Ministry of Education has said the government will not pay for damage of infrastructure caused by the recent series of student unrest in the country.
Speaking in Nairobi on Thursday, CS Amina Mohammed said the parents in individual schools will be required to undertake the expenses.
Ministry of Education report indicates 44 schools have been closed down due to the unrest.
Kenya National Union of Teachers (KNUT) in an assesment report named 2018 school unrest tabulation and released on Thursday, has documented 29 schools that have razed structures and destroyed property since May 2018 leading to indefinite closure of the institutions.
According to the report, Lamu Boys Secondary School was the first institution to experience the unrest on May 9.
Nyanza region has the highest number of schools that have experienced unrest with 9 schools recorded in the report.

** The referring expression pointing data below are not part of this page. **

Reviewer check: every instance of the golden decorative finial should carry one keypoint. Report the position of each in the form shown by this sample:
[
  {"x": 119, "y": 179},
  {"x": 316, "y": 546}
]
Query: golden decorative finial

Western region follows with four schools listed in the KNUT assessment report.
A report by security agencies in Nyanza region released by Regional Police Commander Lewnard Katana on Wednesday indicate 4, 200 secondary school students in Nyanza are out of school following the spate of unrest reported in the area.
Students in Kisumu are the most affected, with 2, 050 students out of school according to the report.
However, the ministry is yet to establish the worth of property destroyed in the unrest.
"We are still assessing the situation in the schools and they will be reopened when the government deems them safe for learners," Mohammed said.
Mohammed said students in the final year involved in arson cases will however await investigation from the police to decide if they will sit for their examination.
"No issue is worth destruction of property, all issues can be addressed diplomatically on the table, the national examination, however, will continue as planned," the CS said.
Senate education committee chaiperson Christopher Langat condemned destruction of property in school calling for use of intelligence in schools to detect unrest before it happens.
"We have the NIS in our country and school managements should use it to detect the unrest," Langat said.
TSC and Ministry to blame
KNUT secretary general Wilson Sossion said the union will support the ministry in the fight against unrest.
"Destroying property including books and lab equipment and other teaching aids would be punishing parents indirectly as they are the very people who will eventually shoulder the responsibility of reconstructing the buildings and buying new materials," Sossion said.
Sossion has asked the ministry to revoke policies that didn't involve public participation noting the delocalization policy has a hand in the ongoing unrest.
"The data collected indicate that TSC and the Ministry of Education carry the blame as all arrows point at them for poor and unpopular policies. They have to go back to the drawing board to review the policies," Sossion said.